Mais il y a plus grave : comment Victorin Lurel peut-il se permettre d’affirmer que le tribunal administratif de Basse-Terre aurait commis une « erreur de droit » ? Le pouvoir exécutif qu’il représente a-t-il le droit de traiter ainsi le pouvoir judiciaire ? Ne va-t-il pas plus loin que ce qu’on avait reproché à Nicolas Sarkozy et à Rachida Dati ? Comment peut-il dire que l’Etat va faire appel ? Peut-on faire appel concernant une décision du Tribunal administratif ? Alors qu’il n’était qu’un simple conseiller lors de la dernière assemblée du Conseil Régional, comment peut-il prendre la parole de façon aussi intempestive et accuser les uns et les autres, provoquant la stupéfaction de tout le monde y compris de ses plus proches collaborateurs ? Avant de nous accuser de « donneurs de leçons », nous les représentants d’associations de la société civile défendant un intérêt général, la santé publique, n’aurait-il pas été plus correct qu’il prenne en considération notre crainte légitime même s’il ne la partage pas entièrement ? Le résultat est que beaucoup qui comme nous avions voté pour lui aux dernières élections sont consternés, les élus et ses plus proches collaborateurs aussi tout comme la majorité de l’opinion publique guadeloupéenne et martiniquaise. Certains disent qu’il aurait « pété les plombs » ! En 2009, Victorin Lurel m’avait rendu visite chez moi. Je lui avais dit que son plus grand ennemi c’est Toto, c’est-à-dire lui-même. Aujourd’hui, Toto a triomphé de Lurel, comme une pulsion inconsciente. Il aurait dû sans doute écouter mes conseils ! Le pouvoir rend-il dingue ? Ou est-ce la banane qui a empoisonné son esprit ? L’avenir le dira mais c’est la première grande faute politique de Victorin Lurel et ce n’est pas sans une grande tristesse que je le constate.

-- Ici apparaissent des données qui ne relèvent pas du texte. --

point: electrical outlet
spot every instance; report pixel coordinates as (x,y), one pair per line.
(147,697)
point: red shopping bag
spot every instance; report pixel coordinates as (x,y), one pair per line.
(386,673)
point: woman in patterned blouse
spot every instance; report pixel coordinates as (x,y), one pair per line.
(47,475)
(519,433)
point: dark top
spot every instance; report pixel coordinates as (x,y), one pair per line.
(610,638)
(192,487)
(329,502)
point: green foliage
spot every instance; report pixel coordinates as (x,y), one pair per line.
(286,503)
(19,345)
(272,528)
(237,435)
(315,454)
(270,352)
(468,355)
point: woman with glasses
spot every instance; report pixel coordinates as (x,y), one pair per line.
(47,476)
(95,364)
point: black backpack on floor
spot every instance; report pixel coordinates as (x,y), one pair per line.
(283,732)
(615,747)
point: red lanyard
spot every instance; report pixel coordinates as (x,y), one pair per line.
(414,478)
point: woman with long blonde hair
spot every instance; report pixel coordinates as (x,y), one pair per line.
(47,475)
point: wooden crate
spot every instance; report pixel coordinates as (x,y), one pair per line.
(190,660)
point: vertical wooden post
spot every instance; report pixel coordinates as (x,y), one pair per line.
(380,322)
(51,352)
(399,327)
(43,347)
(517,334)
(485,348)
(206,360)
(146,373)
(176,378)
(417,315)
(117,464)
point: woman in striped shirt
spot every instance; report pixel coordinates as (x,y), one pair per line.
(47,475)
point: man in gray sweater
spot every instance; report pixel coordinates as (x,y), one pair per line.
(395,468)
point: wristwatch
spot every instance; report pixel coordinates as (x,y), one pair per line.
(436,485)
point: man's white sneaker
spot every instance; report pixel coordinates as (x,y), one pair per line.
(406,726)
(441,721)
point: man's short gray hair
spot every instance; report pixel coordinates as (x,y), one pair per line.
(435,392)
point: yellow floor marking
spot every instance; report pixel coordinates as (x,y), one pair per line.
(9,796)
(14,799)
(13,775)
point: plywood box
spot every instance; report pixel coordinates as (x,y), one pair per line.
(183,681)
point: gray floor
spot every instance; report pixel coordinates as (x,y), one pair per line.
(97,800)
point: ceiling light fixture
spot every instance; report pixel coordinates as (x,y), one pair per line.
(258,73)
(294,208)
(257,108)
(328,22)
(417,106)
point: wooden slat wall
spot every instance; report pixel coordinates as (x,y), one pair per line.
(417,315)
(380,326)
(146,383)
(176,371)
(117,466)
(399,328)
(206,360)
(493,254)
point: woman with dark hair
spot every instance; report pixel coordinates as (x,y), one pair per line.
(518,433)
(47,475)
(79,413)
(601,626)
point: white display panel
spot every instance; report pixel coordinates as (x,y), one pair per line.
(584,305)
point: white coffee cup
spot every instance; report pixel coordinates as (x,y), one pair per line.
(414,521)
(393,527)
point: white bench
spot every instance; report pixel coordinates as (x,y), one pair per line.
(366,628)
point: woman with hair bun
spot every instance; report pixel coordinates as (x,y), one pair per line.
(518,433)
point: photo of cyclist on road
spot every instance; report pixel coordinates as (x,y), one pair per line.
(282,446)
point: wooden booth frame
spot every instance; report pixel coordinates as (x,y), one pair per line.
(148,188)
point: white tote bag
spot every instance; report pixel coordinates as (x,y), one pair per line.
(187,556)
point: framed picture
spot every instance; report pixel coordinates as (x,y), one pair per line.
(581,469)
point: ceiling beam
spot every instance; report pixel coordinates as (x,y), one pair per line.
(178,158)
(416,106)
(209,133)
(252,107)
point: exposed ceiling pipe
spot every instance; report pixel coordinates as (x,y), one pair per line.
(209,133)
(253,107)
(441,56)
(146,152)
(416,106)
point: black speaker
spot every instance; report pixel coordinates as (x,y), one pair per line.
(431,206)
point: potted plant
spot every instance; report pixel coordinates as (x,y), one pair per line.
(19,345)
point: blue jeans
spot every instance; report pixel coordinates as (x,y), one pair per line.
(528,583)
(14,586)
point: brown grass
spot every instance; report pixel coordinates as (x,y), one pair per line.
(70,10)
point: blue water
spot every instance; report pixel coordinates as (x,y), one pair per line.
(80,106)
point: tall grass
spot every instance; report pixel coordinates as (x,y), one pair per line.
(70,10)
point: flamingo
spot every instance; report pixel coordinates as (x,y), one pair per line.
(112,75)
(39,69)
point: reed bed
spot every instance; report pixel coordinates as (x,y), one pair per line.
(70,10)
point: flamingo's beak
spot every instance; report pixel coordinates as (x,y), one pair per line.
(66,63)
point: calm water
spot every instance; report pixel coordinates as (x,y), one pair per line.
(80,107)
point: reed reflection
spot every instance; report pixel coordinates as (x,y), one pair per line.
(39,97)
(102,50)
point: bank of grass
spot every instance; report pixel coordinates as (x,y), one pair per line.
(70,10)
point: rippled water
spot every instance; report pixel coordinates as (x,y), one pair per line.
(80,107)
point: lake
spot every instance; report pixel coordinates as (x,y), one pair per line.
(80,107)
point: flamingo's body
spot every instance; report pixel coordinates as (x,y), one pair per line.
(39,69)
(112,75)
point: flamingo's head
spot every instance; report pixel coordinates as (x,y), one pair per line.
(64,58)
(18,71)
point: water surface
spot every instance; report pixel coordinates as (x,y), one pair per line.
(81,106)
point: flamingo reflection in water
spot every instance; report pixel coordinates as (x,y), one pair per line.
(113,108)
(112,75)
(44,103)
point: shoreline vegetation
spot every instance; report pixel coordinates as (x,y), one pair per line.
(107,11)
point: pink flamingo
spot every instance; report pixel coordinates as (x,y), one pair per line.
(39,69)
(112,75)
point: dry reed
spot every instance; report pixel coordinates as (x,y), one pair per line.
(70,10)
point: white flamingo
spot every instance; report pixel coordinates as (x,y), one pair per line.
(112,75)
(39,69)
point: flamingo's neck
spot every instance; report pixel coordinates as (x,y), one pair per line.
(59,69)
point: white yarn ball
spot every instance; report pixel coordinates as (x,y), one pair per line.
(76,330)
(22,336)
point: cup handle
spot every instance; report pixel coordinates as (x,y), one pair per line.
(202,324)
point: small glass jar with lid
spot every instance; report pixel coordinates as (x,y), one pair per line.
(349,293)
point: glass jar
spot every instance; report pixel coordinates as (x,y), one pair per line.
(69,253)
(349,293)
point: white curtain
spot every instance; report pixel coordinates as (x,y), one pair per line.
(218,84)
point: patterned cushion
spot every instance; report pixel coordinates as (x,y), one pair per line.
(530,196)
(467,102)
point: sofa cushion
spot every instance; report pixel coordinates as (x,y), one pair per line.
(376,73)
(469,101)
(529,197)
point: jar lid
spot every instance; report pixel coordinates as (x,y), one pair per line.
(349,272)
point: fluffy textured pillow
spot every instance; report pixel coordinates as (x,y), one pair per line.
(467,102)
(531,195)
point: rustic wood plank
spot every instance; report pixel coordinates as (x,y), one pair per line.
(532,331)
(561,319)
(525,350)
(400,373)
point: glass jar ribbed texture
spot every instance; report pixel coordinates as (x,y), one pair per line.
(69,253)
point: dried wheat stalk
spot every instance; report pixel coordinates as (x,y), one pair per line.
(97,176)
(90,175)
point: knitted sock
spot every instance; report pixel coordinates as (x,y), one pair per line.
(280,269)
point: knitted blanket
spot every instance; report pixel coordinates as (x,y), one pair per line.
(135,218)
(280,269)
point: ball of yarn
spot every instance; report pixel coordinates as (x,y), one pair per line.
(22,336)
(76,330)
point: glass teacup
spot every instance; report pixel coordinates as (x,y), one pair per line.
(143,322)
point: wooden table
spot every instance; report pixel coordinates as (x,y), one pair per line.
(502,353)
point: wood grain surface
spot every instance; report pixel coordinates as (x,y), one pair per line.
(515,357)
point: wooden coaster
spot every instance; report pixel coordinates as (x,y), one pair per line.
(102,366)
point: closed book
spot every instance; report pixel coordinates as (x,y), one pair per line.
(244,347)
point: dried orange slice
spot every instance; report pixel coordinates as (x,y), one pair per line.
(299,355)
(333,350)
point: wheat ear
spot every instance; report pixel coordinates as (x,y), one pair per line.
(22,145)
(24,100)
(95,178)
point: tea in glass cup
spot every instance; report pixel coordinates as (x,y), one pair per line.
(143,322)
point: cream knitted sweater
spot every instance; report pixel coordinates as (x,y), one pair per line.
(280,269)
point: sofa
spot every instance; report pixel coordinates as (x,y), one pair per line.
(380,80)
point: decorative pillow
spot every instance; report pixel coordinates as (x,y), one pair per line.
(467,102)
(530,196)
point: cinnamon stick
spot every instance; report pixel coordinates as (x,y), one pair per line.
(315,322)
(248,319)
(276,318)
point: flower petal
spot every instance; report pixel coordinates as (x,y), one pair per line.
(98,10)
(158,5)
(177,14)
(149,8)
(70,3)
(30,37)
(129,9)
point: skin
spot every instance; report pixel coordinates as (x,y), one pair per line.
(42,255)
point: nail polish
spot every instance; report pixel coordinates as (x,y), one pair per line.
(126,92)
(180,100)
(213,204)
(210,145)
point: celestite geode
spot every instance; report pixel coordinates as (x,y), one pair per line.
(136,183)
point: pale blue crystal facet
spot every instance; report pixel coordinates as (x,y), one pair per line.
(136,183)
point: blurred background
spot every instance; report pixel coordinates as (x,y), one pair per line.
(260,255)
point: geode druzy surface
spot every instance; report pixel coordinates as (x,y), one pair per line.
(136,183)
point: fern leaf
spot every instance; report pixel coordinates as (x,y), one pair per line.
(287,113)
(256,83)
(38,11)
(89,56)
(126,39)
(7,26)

Mais hélas, il y a plus grave encore. J’étais présent lundi dernier au Tribunal administratif de Fort-de-France. A une question qui lui était posée concernant l’utilisation du banole, le représentant du Préfet a affirmé que ce produit était utilisé seul une fois sur deux. Grave, très grave. Cela signifie que mêmes les règles n’avaient pas été respectées et que les planteurs ont consciemment et volontairement violé la loi en mettant en jeu la santé d’autrui. Nous apprenons aussi, selon les Bulletins de santé du Végétal de Guadeloupe émis par la DAAF, que 18 épandages aériens au banole seul ont été effectués jusqu’au 1°semestre 2011 et au cours du premier semestre 21012. Curieusement, le bulletin du 2° semestre 2011 est manquant. Il s’agit donc d’un procédé illégal, relevant du pénal, et il s’agit bien là d’une mise en danger de la vie d’autrui, s’il est vrai que le banole que le banole est aussi dangereux que la chlordécone. Nous demandons au Ministre des Outre-mer de nous défendre, nous citoyens des Antilles, en engageant un procès à ce sujet.
En conclusion, jusqu’ici, nous n’avions pas mis en cause Victorin Lurel. Nous sommes des citoyens de convictions politiques diverses et seul l’intérêt supérieur de la Guadeloupe nous anime concernant cet épineux problème de la production bananière. Nous rappelons notre position : nous sommes pour l’interdiction intégrale de l’usage de pesticides dans l’agriculture, surtout par voie aérienne, au vu de tout ce que nous avons dit jusqu’ici. Si cela doit entraîner l’arrêt de la production bananière, ce n’est pas de notre faute. Gouverner, c’est prévoir. Il appartenait à l’Etat et à nos responsables politiques de prendre des mesures courageuses sur cette question, dans l’intérêt de tous.
Nous avons mené depuis six mois seuls, ce combat. Nous sommes de petites associations, sans troupes, sans grandes divisions, et voilà que maintenant, nous avons contre nous les planteurs, l’Etat, et la majorité des élus qui en Guadeloupe soutiennent Victorin Lurel. Nous faisons un appel à tous les citoyens épris de justice pour qu’ils nous rejoignent jeudi soir 11 octobre dans cette lutte légitime, quelles que puissent être nos divergences idéologiques ou politiques. La Guadeloupe en a grand besoin.